House debates

Tuesday, 26 August 2008

Questions without Notice

Economy

2:27 pm

Photo of Kevin RuddKevin Rudd (Griffith, Australian Labor Party, Prime Minister) Share this | Hansard source

The challenges we face as an economy are in part globally driven and are in part a product of some of the economic conditions we inherited. That is just the truth of it. Let’s go to the global conditions. The global economic conditions, which have come off the back of the global financial crisis starting in August of last year, 12 months ago, continue to wash through. We have revisions down for growth forecasts in the United States, across the European Union, in Japan and also in the wider East Asian area as well. The roll-on consequences of that therefore are that we have a lesser pace of economic activity than was projected 12 months ago. That is just the facts as they present themselves. The other factor alive in the global economy is of course global oil prices. We have this significant spike in global oil prices in recent months, the third great oil shock since the two great oil shocks of the 1970s. That in turn has fuelled a further factor in overall global economic conditions which is, of course, the hike in global food prices. These factors combined have brought about significant pressures across the global economy.

That is what has happened globally. Then we go to the factors that we have inherited locally, here in Australia, as of the end of last year. There are three very uncomfortable facts that I would present to those opposite. One is this: when this government assumed office eight months ago after those opposite had spent 12 years in office, we inherited inflation running at a 16-year high. Secondly, we inherited a record from those opposite of 10 interest rate rises in a row. That is what happens when you allow inflation to get out of control; that is what happens when you put all the pressure on monetary policy through a slack fiscal policy—you get 10 interest rate rises in a row. I would say to the Leader of the Opposition, as he begins to lecture the House on economic policy: look carefully into the eyes of Australian mums and dads and those who are seeking to make ends meet out there and ask them about the cumulative impact of 10 interest rate rises in a row. It is significant. Thirdly, at the point at which this government took over, those interest rates were the second highest in the developed world.

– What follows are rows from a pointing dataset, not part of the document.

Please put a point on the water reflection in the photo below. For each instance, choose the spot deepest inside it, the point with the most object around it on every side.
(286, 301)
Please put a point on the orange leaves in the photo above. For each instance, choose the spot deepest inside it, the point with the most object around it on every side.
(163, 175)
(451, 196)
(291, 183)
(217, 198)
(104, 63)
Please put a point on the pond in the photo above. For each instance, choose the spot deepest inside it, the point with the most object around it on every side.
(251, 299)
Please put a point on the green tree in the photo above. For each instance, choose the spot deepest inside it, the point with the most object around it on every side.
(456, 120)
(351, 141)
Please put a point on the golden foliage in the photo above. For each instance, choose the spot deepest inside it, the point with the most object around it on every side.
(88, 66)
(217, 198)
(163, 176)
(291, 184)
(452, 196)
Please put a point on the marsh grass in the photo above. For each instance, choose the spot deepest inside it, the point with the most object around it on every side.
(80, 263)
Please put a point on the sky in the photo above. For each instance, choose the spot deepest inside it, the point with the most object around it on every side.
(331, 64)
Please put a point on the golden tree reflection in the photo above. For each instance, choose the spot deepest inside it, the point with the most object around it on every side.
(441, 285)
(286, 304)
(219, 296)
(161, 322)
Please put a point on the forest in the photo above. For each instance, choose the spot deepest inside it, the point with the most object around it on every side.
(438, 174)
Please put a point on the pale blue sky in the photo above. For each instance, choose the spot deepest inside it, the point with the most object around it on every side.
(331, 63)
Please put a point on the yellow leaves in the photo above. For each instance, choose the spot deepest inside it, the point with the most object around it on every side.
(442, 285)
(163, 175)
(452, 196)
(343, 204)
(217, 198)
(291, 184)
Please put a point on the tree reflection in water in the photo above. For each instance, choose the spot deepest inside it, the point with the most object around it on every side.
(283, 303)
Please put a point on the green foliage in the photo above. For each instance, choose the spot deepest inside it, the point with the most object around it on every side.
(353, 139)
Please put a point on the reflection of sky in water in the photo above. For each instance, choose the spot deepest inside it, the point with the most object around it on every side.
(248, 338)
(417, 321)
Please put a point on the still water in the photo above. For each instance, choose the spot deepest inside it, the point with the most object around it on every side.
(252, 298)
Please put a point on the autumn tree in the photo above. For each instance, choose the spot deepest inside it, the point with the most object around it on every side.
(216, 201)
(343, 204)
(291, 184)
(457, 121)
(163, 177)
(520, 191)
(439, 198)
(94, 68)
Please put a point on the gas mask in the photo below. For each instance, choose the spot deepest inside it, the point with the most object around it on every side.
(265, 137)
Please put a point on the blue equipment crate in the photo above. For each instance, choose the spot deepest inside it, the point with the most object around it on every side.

There are three facts: firstly, we had inflation running at a 16-year high; secondly, we had 10 interest rate rises in a row; and, thirdly, we had the second highest interest rates in the developed world. Those are the economic conditions that this government inherited, which is why, as we approached the budget this year, having been in office for less than six months, the overall call on us from the country at large was a policy of responsible economic management grounded in a strong budget surplus. We delivered that with a $22 billion surplus. That surplus has subsequently been the subject of, shall we say, an attempted raid by those opposite, and it is going to be very interesting indeed to see where the credibility stakes now hang in this place in terms of those opposite and their behaviour in the Senate as they begin to launch their assault on this nation’s best fiscal preparedness for what will be uncertain global economic times ahead.